Intel® oneAPI Math Kernel Library
Ask questions and share information with other developers who use Intel® Math Kernel Library.
6956 Discussions

Issue with MKL Data Fitting splines memory usage

Towie__Ewan
New Contributor I
4,419 Views

Hello everyone,

We recently transitioned our code to utilise the MKL data fitting spline and have now noticed a rather large issue with memory usage.

In our largest examples we can allocate in excess of 1e6 splines using the MKL spline library and we are seeing an additional overhead of ~100GB of RAM from just the MKL splines.

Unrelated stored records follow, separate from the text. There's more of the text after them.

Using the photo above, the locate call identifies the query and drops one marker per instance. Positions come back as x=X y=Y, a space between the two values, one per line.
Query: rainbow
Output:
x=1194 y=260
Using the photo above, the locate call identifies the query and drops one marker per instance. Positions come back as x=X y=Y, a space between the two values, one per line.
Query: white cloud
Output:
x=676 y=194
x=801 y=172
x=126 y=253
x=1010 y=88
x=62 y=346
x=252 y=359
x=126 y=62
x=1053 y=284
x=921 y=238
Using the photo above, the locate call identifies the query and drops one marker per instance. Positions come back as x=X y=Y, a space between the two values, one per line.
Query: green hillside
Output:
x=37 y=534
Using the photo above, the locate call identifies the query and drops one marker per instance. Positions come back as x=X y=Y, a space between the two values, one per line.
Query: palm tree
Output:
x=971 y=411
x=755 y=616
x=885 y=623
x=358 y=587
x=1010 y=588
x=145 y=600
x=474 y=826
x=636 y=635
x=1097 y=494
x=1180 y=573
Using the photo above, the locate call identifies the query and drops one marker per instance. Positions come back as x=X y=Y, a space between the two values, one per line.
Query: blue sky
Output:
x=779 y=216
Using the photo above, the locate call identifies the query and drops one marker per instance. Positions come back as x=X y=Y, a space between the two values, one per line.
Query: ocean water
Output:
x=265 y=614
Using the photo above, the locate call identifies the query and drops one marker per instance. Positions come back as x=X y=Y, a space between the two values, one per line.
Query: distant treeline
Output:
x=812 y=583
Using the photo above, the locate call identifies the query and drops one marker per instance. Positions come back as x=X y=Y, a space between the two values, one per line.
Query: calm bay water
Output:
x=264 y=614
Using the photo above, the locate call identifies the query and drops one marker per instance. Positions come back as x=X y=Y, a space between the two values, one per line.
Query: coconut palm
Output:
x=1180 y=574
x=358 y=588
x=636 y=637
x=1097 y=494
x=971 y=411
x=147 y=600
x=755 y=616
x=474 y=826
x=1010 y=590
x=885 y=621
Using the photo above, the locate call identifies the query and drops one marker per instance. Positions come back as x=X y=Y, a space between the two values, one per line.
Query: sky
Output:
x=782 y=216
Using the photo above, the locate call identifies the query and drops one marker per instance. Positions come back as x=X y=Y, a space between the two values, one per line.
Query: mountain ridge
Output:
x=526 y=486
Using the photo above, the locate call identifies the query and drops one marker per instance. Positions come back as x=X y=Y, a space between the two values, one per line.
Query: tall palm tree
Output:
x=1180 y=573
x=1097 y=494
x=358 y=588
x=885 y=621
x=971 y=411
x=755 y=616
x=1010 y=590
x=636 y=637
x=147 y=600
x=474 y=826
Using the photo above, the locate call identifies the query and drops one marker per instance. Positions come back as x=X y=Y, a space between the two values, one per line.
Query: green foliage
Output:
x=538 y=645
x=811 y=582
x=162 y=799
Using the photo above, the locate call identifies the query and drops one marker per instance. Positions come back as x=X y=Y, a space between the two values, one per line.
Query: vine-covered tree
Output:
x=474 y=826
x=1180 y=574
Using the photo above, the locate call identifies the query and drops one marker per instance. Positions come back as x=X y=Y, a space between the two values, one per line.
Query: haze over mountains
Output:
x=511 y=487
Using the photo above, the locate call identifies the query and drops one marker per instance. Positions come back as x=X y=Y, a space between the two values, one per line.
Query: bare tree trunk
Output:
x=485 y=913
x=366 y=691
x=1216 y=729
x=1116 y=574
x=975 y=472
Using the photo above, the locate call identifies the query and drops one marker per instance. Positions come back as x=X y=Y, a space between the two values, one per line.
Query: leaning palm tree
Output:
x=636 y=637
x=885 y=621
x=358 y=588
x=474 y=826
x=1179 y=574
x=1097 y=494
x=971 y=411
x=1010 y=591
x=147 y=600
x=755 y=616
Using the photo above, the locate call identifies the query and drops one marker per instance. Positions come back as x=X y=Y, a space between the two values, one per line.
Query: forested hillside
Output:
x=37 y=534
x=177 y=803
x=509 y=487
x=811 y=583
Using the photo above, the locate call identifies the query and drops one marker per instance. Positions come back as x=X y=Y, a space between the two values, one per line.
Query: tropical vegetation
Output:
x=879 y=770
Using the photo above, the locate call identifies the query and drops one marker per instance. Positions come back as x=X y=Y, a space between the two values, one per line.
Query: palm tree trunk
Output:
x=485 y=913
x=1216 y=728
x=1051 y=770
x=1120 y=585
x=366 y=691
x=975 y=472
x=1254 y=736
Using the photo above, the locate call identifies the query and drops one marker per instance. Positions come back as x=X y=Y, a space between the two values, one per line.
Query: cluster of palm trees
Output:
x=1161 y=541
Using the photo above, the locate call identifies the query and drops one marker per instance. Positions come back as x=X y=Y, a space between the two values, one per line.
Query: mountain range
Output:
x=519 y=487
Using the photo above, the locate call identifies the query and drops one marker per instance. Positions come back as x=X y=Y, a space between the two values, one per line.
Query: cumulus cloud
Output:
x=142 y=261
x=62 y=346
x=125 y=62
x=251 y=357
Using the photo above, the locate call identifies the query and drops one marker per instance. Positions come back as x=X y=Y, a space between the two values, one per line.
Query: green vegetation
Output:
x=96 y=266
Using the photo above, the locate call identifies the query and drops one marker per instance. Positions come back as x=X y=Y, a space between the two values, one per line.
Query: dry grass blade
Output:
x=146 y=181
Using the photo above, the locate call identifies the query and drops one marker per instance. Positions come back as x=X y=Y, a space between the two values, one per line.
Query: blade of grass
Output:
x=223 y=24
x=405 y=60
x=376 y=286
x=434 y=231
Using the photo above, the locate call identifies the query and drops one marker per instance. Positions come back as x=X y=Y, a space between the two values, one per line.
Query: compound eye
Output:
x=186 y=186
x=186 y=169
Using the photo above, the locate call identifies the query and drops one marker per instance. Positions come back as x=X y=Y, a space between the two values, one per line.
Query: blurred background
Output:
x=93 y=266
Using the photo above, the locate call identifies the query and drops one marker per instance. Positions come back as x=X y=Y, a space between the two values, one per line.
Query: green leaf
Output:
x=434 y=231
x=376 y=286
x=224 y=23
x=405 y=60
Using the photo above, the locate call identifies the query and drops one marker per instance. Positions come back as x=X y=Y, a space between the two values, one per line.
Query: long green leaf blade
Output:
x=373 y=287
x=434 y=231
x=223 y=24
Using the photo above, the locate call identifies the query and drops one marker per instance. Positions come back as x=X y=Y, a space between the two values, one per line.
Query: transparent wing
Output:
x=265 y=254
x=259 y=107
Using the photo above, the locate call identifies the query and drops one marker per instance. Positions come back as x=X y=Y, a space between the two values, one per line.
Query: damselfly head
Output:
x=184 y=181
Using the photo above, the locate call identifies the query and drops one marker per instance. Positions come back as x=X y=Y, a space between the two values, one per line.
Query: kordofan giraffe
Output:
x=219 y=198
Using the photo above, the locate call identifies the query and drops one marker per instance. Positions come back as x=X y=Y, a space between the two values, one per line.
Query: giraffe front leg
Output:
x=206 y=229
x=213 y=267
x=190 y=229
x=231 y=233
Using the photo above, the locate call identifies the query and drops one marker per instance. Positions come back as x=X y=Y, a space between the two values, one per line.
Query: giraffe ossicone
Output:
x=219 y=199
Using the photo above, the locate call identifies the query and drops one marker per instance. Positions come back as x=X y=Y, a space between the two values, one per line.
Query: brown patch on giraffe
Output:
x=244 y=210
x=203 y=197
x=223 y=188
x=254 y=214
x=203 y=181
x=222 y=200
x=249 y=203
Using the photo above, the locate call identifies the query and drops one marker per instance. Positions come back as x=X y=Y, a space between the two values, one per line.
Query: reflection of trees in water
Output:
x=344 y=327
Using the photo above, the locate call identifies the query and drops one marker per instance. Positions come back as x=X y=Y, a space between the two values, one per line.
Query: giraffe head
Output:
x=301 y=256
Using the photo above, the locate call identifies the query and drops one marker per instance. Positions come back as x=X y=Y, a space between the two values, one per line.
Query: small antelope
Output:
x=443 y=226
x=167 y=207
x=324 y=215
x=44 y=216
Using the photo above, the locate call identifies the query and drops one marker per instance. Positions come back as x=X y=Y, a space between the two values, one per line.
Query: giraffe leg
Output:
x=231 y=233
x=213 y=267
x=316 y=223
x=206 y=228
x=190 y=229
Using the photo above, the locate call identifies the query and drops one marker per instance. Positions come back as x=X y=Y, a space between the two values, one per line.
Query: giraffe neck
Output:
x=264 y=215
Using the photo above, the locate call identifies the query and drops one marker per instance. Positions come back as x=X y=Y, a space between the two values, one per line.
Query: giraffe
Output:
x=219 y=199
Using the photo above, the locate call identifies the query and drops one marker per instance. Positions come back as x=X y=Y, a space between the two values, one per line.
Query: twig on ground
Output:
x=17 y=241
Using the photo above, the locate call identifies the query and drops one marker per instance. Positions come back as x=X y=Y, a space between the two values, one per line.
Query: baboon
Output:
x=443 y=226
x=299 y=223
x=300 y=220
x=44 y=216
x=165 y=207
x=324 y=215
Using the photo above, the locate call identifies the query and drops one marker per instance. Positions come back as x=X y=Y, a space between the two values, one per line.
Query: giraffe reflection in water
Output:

Previously we used our own code for the natural cubic spline and have compared directly between implementations to understand and isolate the memory increase. It seems that the additional memory is allocated within dfdNewTask1D.

The splines themselves are nothing to complicated or large, typically consist of ~27 knots and use the natural cubic spline method.

I have tried to disable the fast memory management, and to free unused memory for MKL as discussed at avoiding-memory-leaks-in-intel-mkl.html. These options has no impact on the overall memory usage.

Is there anything that can be done to reduce the memory overhead of the MKL data fitting splines?

Is this memory usage expected?

Thanks,

Ewan

0 Kudos
1 Solution
Gennady_F_Intel
Moderator
3,564 Views

Ewan,

The memory consumption issue has been resolved in oneMKL 2021.2 which available for download.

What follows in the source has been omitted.